Tone-curves/tone-mapping/dynamic range compression, however you want to call it, can and should be discussed in order to address peculiarities of current implementations. And of course, tone-curves, tone-mapping is connected to gamut mapping. I see no one questioning that. There’s many ways to do either, many of them are okay-ish, there is no holy grail, but there is definitely methods and algorithms out there that do unexpected and outright wrong things. If to emulate film response it needs over- and under-shooting non-monotonic 4th-order polynomials for tonemapping, that’s cool! I have doubts that this is actually modeling a filmic curve, but that doesn’t matter. To me, alternatives make sense and can coexist with filmic. Why? Because: The user will do the driving as Aurelien puts it in his blogpost.
Having different gamut-mapping operators also seems like a good idea depending where the colors come from and where they should go with which intent. For gamut-mapping-operators it’s even more crucial to have a clearcut idea of the pipeline. Of course tone- and gamut-mapping are connected problems and, yes, what you do in one affects the other.
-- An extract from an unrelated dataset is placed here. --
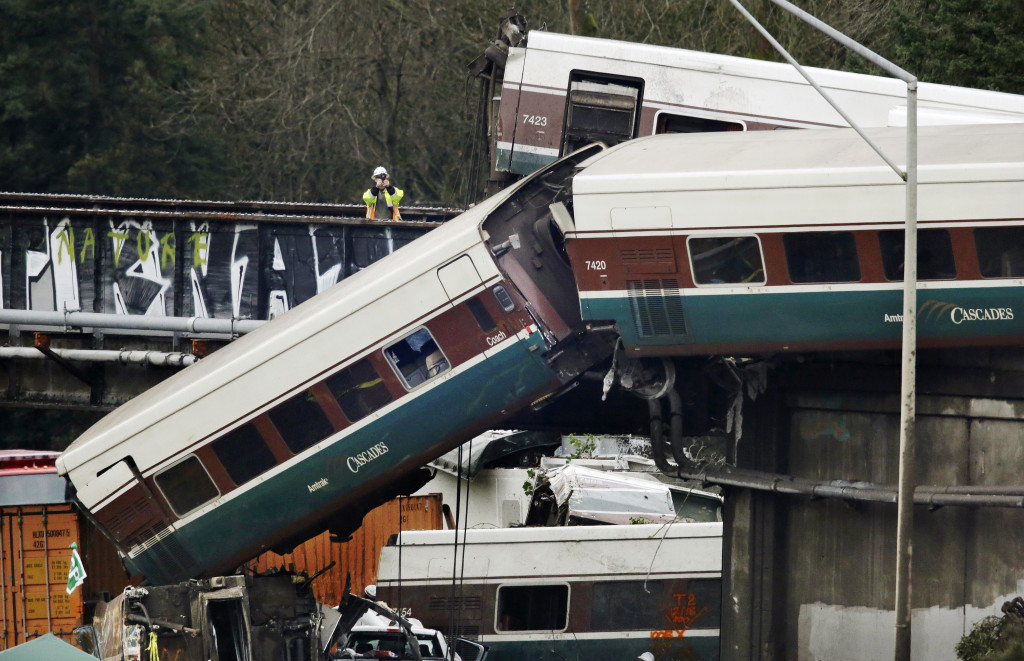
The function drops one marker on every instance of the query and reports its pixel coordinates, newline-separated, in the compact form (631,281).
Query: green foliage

The interconnectedness of problems should not keep us from discussing specific problems. The ‘art’ of photography should not stop us to solve/improve technical problems. Only because we have no clearcut concept of ‘Intuitive’ we should not just give up on achieving this elusive quality.
Thanks!
I consider that an eminently solvable problem. Would you like me to generate Python example code? The whole trick is to make sure all inputs are robustly bounded.